The Promise | Damon Galgut

Books | Review

historical fiction | novel | race | contemporary | family saga

First published 2021

The book begins with Rachel's death. The Swarts family live on a farm on the outskirts of Pretoria, and before Rachel's death, Manie promises to give Salome, the family's black maid, the deeds to the house that she lives in. This promise is overheard by Amor, the Swarts' daughter, but after Rachel's death, Manie pretends to have forgotten about making the promise.

The Swarts are a  bigoted family who grow tired of Amor's insistence on keeping the promise they made to Salome. Each chapter of the book is named after a member of the family who ends up dead, with the exception of Amor. The narrator moves fluidly from one point-of-view to the next, like a film reel. Using South Africa's own political turmoil and history used as a backdrop, the family disintegrates before our very eyes.

The novel spans four decades, beginning in 1986 and ending in 2018. In 1995, when the siblings reunite for Manie's funeral, the promise to Salome has still not been fulfilled there is no mention of it in his will. The three Swart children inherit the farm and its surroundings, and Anton promises Amor that he will take care of Salome.

In 2004, Astrid is murdered during a hijacking, and Amor and Anton come together again for yet another funeral. Salome has still not received the deeds to her house and Amor leaves the farm, never to see Anton alive again. 

Following Anton's suicide in 2018, Amor returns to the farm and, as the only remaining member of the Swart family, finally transfers ownership of the house to Salome, giving the novel a cathartic ending and a sense of relief.

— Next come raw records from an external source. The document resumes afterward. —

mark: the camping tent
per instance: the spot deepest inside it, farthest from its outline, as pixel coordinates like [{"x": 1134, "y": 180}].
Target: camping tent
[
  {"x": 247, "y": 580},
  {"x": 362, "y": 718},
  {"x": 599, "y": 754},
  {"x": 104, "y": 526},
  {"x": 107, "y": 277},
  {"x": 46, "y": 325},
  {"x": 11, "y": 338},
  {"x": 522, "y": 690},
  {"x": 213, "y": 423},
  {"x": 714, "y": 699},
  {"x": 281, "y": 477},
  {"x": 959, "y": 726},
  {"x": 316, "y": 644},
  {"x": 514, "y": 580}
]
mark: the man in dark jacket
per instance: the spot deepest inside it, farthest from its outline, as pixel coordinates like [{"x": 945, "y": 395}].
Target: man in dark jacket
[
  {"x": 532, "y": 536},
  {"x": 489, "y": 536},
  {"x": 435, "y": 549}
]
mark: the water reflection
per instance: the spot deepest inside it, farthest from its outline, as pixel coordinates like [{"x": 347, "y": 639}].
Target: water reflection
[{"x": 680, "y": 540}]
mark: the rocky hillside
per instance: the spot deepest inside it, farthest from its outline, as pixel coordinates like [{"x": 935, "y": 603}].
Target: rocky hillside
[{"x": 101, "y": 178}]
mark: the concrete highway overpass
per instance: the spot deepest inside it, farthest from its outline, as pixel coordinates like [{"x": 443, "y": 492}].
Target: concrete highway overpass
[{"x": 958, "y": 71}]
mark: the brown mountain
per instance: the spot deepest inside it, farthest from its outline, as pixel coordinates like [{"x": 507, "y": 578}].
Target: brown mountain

My Verdict: This is an incredibly complex novel, just in style. Galgut jumps between first person to third person, breaking the fourth wall at times, and involving you, the reader, in as an accomplice in the story. It's a satirical commentary on post-apartheid South Africa from the point-of-view of a group of extremely privileged, white Afrikaners, who are struggling to understand the new world. Lines of dialogue are interspersed, separated only by slashes, with the narrator filling in some of the gaps for you.


This is a stylistic masterpiece and I absolutely loved it. The story itself is nothing original, but the execution of it is so different and special that Galgut definitely deserves the 2021 Booker Prize.